Why Oil gets a Bailout and you don’t


May 19, 2020

My Dear Reader,

Recently oil companies received 1.9 Billion dollars in bailout money from the federal government.  Because of the nature of politics, this became a hot button issue among the more vocal radicals on the left. I am not one to agree with corporate bailouts, I don’t believe that government favoritism in a free market works all that well, but the reality of the situation calls for such action in the energy sector now.  Sovereign Man investing lays out this problem in an article from March 2020:

“Banks are about to drown in an ocean of defaults. I’ll talk about this a lot more in the coming days, but briefly, there’s $250 TRILLION in global debt right now– mortgages, credit card debt, business loans, government debt, etc. And banks own a large portion of that debt. This virus crisis is going to trigger a wave of defaults from consumers, businesses, and even governments.
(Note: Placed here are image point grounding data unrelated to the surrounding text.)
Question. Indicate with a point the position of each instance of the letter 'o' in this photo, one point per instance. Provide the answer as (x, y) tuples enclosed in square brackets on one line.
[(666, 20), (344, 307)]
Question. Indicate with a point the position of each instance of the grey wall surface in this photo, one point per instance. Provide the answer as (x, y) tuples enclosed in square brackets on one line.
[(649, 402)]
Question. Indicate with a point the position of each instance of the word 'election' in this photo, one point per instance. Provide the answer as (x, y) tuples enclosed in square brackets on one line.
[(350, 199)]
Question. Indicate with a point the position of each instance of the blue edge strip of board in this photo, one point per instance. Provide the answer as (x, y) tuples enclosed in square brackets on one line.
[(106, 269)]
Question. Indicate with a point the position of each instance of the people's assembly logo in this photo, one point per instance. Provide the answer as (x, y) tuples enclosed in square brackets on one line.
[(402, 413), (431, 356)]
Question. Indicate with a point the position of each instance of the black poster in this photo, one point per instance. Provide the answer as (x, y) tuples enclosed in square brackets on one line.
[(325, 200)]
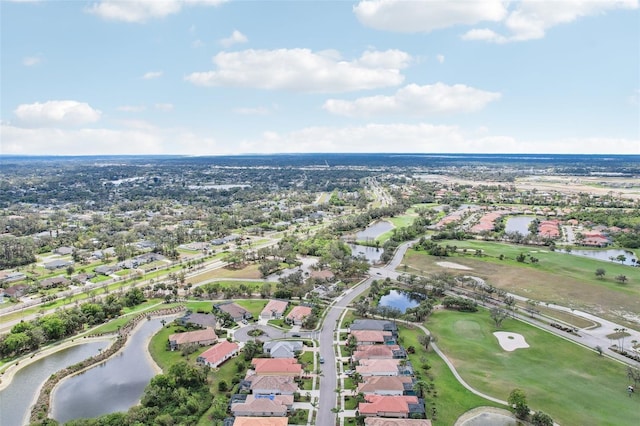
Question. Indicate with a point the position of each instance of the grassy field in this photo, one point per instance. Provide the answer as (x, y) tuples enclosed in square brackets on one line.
[(573, 385), (249, 272), (255, 306), (449, 397), (556, 278)]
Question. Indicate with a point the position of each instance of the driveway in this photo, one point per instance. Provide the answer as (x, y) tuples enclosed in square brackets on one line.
[(269, 333)]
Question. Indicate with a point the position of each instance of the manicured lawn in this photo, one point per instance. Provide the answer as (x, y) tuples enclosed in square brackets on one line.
[(557, 278), (572, 384), (280, 323), (449, 397), (350, 403), (255, 306), (299, 417), (307, 358), (200, 305), (158, 347)]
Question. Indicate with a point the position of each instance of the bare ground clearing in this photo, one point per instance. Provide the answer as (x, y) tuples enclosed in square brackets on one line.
[(541, 286)]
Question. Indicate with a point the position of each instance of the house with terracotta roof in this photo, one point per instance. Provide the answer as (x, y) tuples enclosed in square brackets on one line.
[(385, 421), (200, 320), (59, 281), (261, 406), (378, 352), (375, 324), (274, 310), (389, 406), (371, 337), (261, 421), (272, 385), (203, 337), (387, 385), (219, 353), (298, 314), (283, 348), (237, 312), (378, 367), (276, 366)]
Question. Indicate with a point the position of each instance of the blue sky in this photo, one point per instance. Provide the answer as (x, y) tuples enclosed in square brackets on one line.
[(209, 77)]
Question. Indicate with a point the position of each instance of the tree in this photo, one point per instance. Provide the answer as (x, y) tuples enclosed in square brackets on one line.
[(498, 315), (425, 340), (541, 418), (518, 402), (633, 373)]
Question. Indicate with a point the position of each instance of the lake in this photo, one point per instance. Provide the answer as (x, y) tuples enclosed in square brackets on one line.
[(519, 224), (115, 385), (16, 399), (400, 300)]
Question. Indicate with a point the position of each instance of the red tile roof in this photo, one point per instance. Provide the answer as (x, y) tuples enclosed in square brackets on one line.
[(386, 404), (276, 366), (217, 353)]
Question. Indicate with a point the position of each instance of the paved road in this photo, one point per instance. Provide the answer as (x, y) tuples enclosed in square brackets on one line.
[(329, 381)]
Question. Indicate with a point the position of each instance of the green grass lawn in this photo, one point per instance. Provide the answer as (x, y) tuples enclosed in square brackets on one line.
[(281, 324), (579, 288), (299, 417), (350, 403), (449, 397), (255, 306), (572, 384)]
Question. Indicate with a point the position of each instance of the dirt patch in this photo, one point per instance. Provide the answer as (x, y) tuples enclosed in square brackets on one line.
[(542, 286), (487, 416), (511, 341), (452, 265)]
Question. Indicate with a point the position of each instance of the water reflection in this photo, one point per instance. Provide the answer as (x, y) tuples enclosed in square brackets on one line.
[(115, 385), (16, 399)]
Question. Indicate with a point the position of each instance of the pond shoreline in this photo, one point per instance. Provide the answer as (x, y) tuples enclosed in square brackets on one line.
[(42, 407)]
Think about it: tourism alone makes up 10% of global GDP. Revenue in that entire sector– hotels, airlines, cruise ships, etc. has collapsed, and many of those companies aren’t going to survive. The crash in oil prices is going to wipe out countless oil companies.” 

Essentially, this means that if oil and energy companies default on their loans, it could trigger a chain reaction that could create a banking crisis that dwarfs 2008 and maybe even the great depression.  I don’t make this statement lightly, I have a respect for history and historical catastrophes, but there are a few reasons why an ocean of defaults right now could be so deadly. 

First of all, the power of the US dollar has greatly eclipsed what it was in the 1930s. There are now 11 countries and territories, excluding Puerto Rico, that primarily use the US dollar for their currency: Ecuador, Republic of El Salvador, Republic of Zimbabwe, Guam, Virgin Islands of the United States, Democratic Republic of Timor-Leste, The American Samoa, Commonwealth of the Northern Mariana Islands, Federated States of Micronesia, Republic of Palau, and the Marshall Islands. [Source] This means that the inevitable devaluation of the dollar will hurt more countries and deal outside of the US. Remember, the devaluation of the dollar occurs whenever the Fed prints more money to meet US debt demands.  So when trillions of dollars are added to circulation, it creates a devaluation of every other dollar currently in circulation.  This is the impact of bailouts on any level and the effects can now be global in scale.  

However the cost of bailing out each and every American family, as some would suggest would dramatically increase the reality of this problem, and end up hurting the average family more than helping them.  As we are in the moral relativist age of “politics is good if it does the most good for the most amount of people”, a prudent politician would bailout the oil companies, because the cost of bailing out the banks when all of these oil companies go belly up would be astronomical.  That being said, be careful of the energy sector for a while, should there be a second wave, we could see oil prices plummet again, and if that happens, another round of bailouts could be on the ballot.